Il cosiddetto “euroscetticismo” (termine ovviamente riduttivo) presenta –semplificando- due facce: quella di destra, che magari parte da un atteggiamento critico anche legittimo, ma che sfocia sostanzialmente ad una reazione di tipo nazional-egoista (stile: pensiamo a salvarci noi, degli altri poco ci importa). Il successo di questa opzione è particolarmente netto in Francia, in Gran Bretagna, in Austria e anche altrove.
E poi c’è la crescita delle forze di sinistra (cosiddetta “radicale”; ossia, quella che difende i ceti popolari e non il capitale finanziario). Crescita molto consistente in Grecia (dove Syriza è addirittura il primo partito), in Portogallo, in Spagna e in Irlanda –i paesi più colpiti dalle misure di austerità imposte dall’Europa- ma anche nell’insospettabile Belgio, nella Repubblica Ceca e altrove.
Infatti il GUE/NGL passa da 35 a 49 deputati.

 

E veniamo all’Italia. Chi ha vinto?
Sicuramente l’astensionismo. Ossia, la sfiducia, la rassegnazione. Che implica, nella maggior parte dei casi, un’insoddisfazione di fondo.
Poi, contrariamente alle previsioni (anche mie), il M5S non ha sfondato. Ma il 20% rappresenta comunque un risultato notevole per una forza politica relativamente giovane (Beppe Grillo a parte) e che gestisce poco potere.
Non mi dilungo sui limiti di tale “movimento”, dato che ne ho già ampiamente trattato. Mi limito ad osservare che nella Parma di Pizzarotti il M5S ha ottenuto un risultato in linea con l’Emilia Romagna e con quello nazionale, segno che Pizzarotti non ha entusiasmato granché e che un conto è opporsi, urlare e criticare, un altro è governare.
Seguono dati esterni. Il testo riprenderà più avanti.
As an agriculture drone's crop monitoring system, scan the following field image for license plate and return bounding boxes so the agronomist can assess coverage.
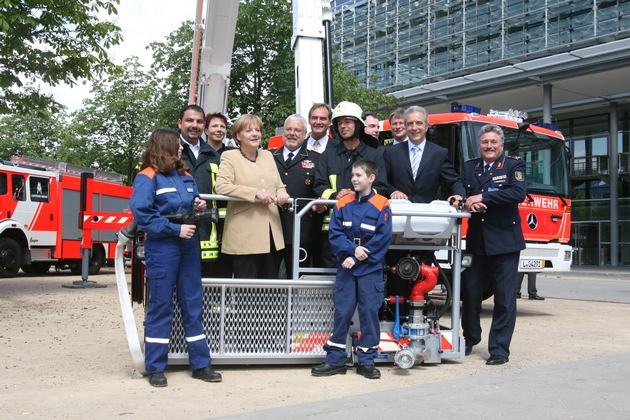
[521,260,545,268]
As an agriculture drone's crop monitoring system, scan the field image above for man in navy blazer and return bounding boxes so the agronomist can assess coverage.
[271,114,321,278]
[462,124,527,365]
[384,106,466,203]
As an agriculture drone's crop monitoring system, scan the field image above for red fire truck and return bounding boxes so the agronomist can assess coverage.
[268,105,572,272]
[0,157,131,277]
[380,105,572,272]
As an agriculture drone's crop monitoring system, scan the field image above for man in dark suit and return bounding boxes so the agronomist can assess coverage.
[271,114,320,278]
[462,124,527,365]
[177,105,228,277]
[384,106,466,203]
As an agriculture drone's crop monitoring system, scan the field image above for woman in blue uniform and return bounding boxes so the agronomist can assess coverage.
[129,128,221,387]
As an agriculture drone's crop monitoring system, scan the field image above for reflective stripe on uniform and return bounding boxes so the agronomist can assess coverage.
[186,334,206,343]
[144,337,169,344]
[326,340,346,350]
[204,223,219,260]
[361,223,376,232]
[322,175,337,232]
[155,187,177,195]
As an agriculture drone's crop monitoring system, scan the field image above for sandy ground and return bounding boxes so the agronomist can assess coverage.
[0,269,630,419]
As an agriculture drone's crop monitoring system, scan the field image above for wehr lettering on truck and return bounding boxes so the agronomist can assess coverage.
[380,105,572,272]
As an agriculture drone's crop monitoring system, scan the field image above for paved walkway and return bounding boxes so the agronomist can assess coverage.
[225,353,630,420]
[221,267,630,420]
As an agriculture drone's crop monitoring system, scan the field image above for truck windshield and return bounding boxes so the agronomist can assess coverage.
[470,123,569,197]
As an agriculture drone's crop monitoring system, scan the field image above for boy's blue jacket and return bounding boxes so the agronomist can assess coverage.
[329,191,392,276]
[129,168,199,238]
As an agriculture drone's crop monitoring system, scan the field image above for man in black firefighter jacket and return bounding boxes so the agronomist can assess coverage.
[271,114,320,278]
[177,105,224,277]
[315,101,387,268]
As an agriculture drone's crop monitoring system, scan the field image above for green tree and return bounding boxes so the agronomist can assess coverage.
[148,20,194,128]
[0,0,122,114]
[0,100,68,160]
[228,0,295,138]
[63,57,159,182]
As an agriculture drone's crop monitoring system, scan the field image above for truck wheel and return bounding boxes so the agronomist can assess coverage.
[0,238,22,277]
[69,245,105,276]
[22,262,52,274]
[481,283,494,300]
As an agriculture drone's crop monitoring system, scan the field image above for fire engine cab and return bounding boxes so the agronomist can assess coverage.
[0,157,131,277]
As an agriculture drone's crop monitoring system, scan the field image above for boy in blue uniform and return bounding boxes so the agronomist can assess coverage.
[311,160,392,379]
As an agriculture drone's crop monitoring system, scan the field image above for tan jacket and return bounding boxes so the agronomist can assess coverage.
[216,150,286,255]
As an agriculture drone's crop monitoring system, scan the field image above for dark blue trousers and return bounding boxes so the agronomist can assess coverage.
[324,266,385,366]
[144,238,211,373]
[462,252,520,357]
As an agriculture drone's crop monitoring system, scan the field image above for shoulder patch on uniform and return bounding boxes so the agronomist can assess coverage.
[368,194,389,211]
[335,193,356,209]
[138,166,157,179]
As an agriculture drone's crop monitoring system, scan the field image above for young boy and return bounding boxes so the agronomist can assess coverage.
[311,160,392,379]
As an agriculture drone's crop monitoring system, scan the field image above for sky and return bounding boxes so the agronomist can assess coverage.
[50,0,200,112]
Il 40% del PD di Renzi può essere considerato un risultato storico?
Direi proprio di no. In termini assoluti il PCI (e taccio sulla DC) riuscì ad ottenere nelle politiche del 1976 un milione e mezzo di votanti in più, laddove gli elettori erano 40 milioni, invece dei 49 milioni di oggi. Cioè, calcolando il consenso reale -ossia, sul totale degli elettori- quello del PCI del 1976 era del 31,2%, mentre quello del PD di Renzi è del 22,7%, quasi 10 punti in meno. A ciò andrebbe aggiunto il fatto che almeno ¾ di quei voti erano stabili, ossia il cosiddetto “zoccolo duro”. Quanti dei voti ottenuti dal PD di oggi si possono considerare tali?
Il fatto è che Renzi è arrivato da pochi mesi e difficilmente l’elettorato è in grado di dare un giudizio adeguato. Finora l’indubbio consenso dell’ex sindaco di Firenze è stato dovuto soprattutto ad aspetti esteriori e propagandistici (giovane, dinamico, apparentemente estraneo al vecchio apparato, senza contare la faccenda degli 80 euro).
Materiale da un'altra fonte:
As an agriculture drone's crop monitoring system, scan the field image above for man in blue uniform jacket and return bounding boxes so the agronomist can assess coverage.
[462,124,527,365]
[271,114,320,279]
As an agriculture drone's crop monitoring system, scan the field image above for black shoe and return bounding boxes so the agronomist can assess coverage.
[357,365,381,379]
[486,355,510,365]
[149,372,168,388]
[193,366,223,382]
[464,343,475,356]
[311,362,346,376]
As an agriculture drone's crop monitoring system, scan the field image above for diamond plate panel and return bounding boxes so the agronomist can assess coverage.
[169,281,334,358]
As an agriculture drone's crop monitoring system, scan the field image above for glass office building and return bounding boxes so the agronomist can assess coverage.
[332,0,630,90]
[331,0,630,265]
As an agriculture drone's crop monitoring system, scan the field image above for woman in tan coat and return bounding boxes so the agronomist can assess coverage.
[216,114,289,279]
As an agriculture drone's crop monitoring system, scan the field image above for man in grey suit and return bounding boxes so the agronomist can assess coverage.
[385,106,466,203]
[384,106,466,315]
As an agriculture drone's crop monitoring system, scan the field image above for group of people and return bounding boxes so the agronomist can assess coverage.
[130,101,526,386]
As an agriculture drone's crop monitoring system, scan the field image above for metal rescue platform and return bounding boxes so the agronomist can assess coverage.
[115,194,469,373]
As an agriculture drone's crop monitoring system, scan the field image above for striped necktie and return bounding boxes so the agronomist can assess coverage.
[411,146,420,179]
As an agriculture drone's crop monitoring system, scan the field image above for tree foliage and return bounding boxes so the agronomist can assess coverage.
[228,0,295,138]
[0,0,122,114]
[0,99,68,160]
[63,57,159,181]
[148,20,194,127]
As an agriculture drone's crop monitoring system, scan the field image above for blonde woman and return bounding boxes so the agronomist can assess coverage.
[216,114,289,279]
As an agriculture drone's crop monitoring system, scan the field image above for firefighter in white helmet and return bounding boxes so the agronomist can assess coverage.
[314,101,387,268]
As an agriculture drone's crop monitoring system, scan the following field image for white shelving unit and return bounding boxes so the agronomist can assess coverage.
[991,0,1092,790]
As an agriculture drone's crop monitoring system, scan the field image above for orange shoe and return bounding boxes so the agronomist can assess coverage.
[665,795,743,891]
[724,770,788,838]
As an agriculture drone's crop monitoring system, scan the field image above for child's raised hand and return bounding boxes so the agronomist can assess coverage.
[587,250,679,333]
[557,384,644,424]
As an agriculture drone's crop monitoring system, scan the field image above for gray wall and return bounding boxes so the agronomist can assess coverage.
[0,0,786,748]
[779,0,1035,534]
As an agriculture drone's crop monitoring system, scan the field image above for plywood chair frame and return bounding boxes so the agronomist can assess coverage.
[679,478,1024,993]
Inoltre i voti del PCI di allora rappresentavano in toto un popolo progressista, mentre quelli del PD (che indubbiamente ha preso voti dal PdL e soprattutto da Scelta Civica) sono in gran parte voti conservatori.

La Lista Tsipras.
Personalmente, tenendo conto il contesto difficilissimo per la sinistra alternativa, sono soddisfatto del 4,03%.
Ho sentito non poche critiche “da sinistra” rispetto ai risultati di tale lista. Critiche nelle quali si sottolinea la perdita di quasi la metà dei voti in termini assoluti, rispetto al risultato della Federazione della Sinistra e di Sel del 2009 messe assieme.
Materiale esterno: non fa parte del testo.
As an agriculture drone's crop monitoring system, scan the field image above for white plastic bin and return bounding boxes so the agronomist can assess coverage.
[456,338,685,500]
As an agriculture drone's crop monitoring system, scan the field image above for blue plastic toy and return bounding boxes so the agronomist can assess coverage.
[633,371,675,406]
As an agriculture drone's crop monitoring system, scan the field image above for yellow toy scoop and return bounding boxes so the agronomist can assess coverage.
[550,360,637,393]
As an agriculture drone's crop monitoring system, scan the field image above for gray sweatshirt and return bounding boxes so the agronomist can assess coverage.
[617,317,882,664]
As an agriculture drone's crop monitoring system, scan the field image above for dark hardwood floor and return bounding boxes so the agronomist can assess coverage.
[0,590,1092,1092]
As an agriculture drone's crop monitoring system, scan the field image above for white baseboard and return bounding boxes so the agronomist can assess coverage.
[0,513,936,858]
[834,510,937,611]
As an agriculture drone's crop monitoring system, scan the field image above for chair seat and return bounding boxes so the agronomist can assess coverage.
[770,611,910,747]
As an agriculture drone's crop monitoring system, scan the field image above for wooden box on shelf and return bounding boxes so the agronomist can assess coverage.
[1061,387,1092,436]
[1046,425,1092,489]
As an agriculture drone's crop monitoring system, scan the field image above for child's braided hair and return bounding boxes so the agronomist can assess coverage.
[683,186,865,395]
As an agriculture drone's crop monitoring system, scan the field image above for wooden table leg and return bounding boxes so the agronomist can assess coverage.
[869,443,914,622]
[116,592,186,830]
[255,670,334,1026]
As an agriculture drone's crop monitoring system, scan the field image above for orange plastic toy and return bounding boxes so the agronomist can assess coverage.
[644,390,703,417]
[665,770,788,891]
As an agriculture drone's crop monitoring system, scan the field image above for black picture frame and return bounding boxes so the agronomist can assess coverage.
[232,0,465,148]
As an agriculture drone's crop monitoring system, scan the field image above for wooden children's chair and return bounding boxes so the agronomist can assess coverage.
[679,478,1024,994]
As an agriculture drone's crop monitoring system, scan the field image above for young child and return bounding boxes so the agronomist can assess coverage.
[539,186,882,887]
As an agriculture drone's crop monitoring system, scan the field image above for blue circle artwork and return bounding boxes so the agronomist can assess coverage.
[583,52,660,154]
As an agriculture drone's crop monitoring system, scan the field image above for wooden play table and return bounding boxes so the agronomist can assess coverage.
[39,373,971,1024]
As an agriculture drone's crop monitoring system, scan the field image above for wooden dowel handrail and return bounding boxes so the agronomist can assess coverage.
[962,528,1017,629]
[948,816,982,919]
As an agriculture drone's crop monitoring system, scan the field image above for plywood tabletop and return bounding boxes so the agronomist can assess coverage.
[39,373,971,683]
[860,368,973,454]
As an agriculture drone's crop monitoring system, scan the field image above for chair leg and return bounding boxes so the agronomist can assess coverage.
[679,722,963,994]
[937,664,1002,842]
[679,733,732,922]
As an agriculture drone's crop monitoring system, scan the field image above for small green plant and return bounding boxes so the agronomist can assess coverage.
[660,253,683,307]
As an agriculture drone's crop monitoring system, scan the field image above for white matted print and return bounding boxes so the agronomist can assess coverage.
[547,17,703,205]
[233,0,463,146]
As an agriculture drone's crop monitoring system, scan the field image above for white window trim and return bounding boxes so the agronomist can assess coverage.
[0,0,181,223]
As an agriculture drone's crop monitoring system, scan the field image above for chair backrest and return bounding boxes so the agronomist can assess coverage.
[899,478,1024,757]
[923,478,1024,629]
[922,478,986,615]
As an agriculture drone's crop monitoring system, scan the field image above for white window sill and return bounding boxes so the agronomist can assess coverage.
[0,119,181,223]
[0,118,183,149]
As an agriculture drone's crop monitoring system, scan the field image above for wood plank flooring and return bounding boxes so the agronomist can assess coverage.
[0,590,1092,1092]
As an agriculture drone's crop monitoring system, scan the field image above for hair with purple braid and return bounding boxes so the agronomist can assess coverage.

Un tale paragone è, a mio avviso, improponibile e fuorviante. Primo, perché la FdS nel frattempo è stata distrutta, causando l’ennesima emorragia di voti, chiaramente visibile nei risultati di Rivoluzione Civile dello scorso anno. A ciò si aggiunge il fatto che il PdCI è rimasto sostanzialmente estraneo a tale lista. Secondo, perché la stessa Sel era divisa e tutto lascia pensare che una parte di essa abbia boicottato la Lista Tsipras.
Insomma, tenuto conto che numerosi comunisti e persone di sinistra hanno preferito non votarla, la Lista Tsipras ha ottenuto un risultato discreto e che in questa difficilissima fase rappresenta una boccata d’ossigeno.